His great-grandfather had been one of those men, although he
had died of tuberculosis long before Perry was born. Perry’s grandfather used to joke that his old man smoked so much tobacco it was a wonder anyone else ever got to try his product. He had been a union organizer, and had been instrumental in pressuring the union to accept women as members in 1867, one of only two national unions to have done so at the time. Perry suspected that his great-grandfather had probably been a hard man: back then, union organizers had had their skulls broken, and had broken skulls in turn. These days they were the whipping boys for everything that was wrong with the economy, as though the days of child labor and dismissal without cause had never happened.
Meanwhile, his great-grandfather’s brother Petros had found less gainful employment in the precinct’s eastern extremes, where the gangs congregated among shanties built among the rocks in the river and made their living from theft and, occasionally, murder. Family lore, possibly sanitized for general consumption, took the view that Petros had never actually killed anyone, although it stopped short of canonizing him as some kind of Robin Hood figure, as Petros had never limited his acts of larceny to the rich, and any redistribution of wealth occurred within his own gang. Perry had found the name of Petros among the old records, and the sole charges leveled against him had been those of pickpocketing and vagrancy, but he had run with a crowd that wasn’t slow to use a blade, and the only photo Perry could find of Petros showed a dead-eyed figure with outsize hands. Petros Christo might not have had a murder charge against his name, but he had the look of a dangerous man.

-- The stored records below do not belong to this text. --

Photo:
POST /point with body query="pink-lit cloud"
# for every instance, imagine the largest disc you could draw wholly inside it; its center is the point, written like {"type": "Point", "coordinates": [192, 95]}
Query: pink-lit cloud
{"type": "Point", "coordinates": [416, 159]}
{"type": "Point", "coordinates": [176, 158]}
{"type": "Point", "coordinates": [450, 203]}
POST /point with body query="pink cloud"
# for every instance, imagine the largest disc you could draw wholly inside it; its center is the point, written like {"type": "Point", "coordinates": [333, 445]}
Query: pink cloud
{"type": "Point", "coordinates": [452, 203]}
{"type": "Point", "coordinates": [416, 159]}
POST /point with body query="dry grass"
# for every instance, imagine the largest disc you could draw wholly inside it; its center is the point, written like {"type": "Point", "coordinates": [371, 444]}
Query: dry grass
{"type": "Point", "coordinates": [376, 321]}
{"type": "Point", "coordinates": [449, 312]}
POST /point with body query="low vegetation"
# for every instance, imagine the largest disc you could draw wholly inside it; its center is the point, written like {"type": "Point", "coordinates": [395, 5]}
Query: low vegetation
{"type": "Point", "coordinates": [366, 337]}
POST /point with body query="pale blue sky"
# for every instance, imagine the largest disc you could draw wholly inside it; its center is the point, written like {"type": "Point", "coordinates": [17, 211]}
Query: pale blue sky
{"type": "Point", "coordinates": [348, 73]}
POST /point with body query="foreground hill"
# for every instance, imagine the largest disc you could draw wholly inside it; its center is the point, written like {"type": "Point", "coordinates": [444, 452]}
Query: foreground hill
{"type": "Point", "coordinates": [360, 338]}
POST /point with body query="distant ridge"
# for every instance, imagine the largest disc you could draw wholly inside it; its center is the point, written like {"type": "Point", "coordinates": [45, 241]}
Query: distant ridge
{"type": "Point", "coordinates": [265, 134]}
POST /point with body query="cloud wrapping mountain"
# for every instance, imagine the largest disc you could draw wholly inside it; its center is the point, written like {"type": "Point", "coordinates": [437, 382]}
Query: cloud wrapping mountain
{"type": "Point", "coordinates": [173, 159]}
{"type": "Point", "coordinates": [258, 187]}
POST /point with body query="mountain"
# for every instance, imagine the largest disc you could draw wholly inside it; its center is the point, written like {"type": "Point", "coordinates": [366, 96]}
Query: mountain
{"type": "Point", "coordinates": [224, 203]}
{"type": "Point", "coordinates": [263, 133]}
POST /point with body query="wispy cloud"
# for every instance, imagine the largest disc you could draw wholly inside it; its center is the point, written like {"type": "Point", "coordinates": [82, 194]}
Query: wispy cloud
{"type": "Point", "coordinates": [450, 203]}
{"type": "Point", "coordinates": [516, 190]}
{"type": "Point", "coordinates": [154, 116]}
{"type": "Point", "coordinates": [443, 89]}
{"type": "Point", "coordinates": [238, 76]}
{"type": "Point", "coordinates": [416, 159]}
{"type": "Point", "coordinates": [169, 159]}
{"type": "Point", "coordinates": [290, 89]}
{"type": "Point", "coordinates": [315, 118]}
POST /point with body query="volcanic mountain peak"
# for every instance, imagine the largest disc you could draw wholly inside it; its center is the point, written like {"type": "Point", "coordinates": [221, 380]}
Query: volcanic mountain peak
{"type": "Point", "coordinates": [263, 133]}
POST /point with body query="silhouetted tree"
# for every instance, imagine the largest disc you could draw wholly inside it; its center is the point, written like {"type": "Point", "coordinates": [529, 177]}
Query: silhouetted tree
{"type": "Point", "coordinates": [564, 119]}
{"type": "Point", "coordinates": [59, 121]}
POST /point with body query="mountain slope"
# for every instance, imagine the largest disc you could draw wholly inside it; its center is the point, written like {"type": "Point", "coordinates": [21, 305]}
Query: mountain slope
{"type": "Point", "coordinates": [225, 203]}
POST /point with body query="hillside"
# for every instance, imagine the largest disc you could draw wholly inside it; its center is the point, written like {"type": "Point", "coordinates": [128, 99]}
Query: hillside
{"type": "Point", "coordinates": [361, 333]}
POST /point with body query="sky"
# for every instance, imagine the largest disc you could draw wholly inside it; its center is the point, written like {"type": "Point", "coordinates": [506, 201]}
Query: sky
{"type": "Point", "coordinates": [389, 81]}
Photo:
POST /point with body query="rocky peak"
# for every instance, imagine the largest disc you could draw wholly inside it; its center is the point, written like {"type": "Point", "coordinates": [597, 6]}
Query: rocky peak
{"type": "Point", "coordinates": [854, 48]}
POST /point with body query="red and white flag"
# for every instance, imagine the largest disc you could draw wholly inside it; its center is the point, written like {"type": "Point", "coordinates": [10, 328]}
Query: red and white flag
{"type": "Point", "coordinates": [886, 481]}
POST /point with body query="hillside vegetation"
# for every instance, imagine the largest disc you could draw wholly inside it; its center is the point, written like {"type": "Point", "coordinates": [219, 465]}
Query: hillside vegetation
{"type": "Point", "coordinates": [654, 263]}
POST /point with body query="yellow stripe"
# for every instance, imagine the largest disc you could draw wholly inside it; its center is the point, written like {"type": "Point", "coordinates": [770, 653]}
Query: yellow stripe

Perry found it amusing that his apartment in Yorkville was closer to the old stomping ground of Petros Christo than it was to the tenement of Petros’s worthy, left-leaning brother. Those who had hounded Perry from the department probably felt that the link to Petros Christo was not only one of geography but also of character.
He would never be able to convince them otherwise, but it was enough that cops like Watson still believed in him. It also made his job a little easier, particularly when it came to missing persons. The police had access to resources that were beyond the reach of private operatives like Perry, and it paid to have a handful of cops on his side. If nothing else, he hoped they saw in Perry a way of spiting the suits in the department, and the hated Internal Affairs in particular.
Now, as he walked, he thought of Angel. She certainly got around for a twenty-year-old girl, although Perry’s experience of twenty-year-old girls was necessarily limited, and had been even when he was a twenty-year-old boy. At least she seemed happy to spread her favors widely across the social divide, according to Lilith Bates: from rich boys to mechanics. His great-grandfather would have approved, but it didn’t suggest a balanced personality. Had his own daughter behaved in such a manner, Perry would have—
Would have what? He had enough trouble getting Nicky to talk about anything more than Internet memes and the last movies she’d seen. She’d been smart enough to deny him access to her Facebook page as well. Admittedly, she was a good deal younger than Angel, but he sometimes wondered if it might have been more productive to follow his daughter around instead of chasing after the specter of a girl he didn’t even know.